How do I know? Because we are not measuring that.
If we are interested in a comprehensive education, then we need some bar-free standards. Constants. Things we want for kids all the time, like consistent attitudes about school and learning that ensure progress. Without assessing and pursuing these attitudes, in my view, every child becoming fully literate is pretty much out of reach.
Here are some examples of stable-bar standards:
Learner Relatedness. Are kids comfortably connected to and feeling cared for by their parents, teachers and peers? This is important because the lack of feeling secure can erode attention and effort.
Learner Enthusiasm. Are girls and boys excited to learn and eager to try things that will support further growth? The easiest teaching anyone ever does is helping children learn what they want to learn.

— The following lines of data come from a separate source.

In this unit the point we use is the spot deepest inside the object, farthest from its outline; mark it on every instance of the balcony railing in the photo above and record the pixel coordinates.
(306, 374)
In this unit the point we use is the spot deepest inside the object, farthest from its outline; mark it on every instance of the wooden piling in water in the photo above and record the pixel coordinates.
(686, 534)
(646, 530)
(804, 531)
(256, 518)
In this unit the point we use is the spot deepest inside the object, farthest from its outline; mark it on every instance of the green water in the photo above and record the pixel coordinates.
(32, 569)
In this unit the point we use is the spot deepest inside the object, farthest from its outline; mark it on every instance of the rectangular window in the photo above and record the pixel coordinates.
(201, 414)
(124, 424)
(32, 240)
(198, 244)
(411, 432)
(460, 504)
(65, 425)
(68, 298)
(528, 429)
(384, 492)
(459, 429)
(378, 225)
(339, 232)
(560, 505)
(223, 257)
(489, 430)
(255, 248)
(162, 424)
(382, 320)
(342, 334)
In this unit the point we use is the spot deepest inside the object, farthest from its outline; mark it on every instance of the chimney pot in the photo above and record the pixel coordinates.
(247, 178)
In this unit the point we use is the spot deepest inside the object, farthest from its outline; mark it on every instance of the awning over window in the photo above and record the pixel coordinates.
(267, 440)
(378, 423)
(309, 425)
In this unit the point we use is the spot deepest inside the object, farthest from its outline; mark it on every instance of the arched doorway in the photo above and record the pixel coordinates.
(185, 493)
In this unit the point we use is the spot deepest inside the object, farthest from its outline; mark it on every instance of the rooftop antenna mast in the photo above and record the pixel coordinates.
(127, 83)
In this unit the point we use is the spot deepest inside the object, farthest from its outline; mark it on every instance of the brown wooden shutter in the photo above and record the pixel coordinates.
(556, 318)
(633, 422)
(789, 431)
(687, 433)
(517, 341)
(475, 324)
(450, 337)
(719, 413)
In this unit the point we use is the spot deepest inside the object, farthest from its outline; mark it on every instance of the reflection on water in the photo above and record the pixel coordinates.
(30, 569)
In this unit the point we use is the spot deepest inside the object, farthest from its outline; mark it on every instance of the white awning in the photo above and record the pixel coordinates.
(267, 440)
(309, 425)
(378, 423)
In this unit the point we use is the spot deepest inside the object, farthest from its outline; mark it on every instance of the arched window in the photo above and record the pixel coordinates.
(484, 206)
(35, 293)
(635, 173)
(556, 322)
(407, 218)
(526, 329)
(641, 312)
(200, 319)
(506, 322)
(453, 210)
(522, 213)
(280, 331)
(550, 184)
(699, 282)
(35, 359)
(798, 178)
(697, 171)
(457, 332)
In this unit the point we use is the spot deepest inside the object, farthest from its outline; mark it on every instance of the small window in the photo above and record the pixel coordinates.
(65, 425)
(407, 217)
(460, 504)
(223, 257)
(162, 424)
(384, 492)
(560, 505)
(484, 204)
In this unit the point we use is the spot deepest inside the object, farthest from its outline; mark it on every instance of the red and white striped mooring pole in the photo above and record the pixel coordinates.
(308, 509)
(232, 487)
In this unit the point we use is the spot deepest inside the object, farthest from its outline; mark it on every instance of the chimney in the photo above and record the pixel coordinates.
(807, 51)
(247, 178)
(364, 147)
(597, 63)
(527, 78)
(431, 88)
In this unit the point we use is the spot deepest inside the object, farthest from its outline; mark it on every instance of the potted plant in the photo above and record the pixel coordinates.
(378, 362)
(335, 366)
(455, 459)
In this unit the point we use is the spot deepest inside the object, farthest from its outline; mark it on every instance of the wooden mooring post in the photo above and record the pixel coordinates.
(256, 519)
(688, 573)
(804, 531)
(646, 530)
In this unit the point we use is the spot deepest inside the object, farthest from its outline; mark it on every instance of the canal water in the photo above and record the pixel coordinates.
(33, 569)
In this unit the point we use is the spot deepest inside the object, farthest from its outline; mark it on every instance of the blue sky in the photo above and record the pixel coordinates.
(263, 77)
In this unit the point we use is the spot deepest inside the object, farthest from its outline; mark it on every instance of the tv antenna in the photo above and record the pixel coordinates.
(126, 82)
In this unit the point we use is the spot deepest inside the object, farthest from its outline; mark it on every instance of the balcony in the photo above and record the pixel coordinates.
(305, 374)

Learner Independence. Are children notably developing and maintaining a personal agenda for what they would like to take on next? Such instruction can keep youngsters fully engaged and energized.
We all know some kids with these three attitudes in place. They are happy kids, eager to head to school in the morning, committed to working hard and doing well… not for a test, but for themselves.
We also know kids without these attitudes. This is where we adults need to consider our own parenting and teaching bar regarding learner attitudes. While kids grow and mature, the bar based on these attitudes should never change. We need to work daily to keep every child above it. It’s a bar parents and teachers should fight for.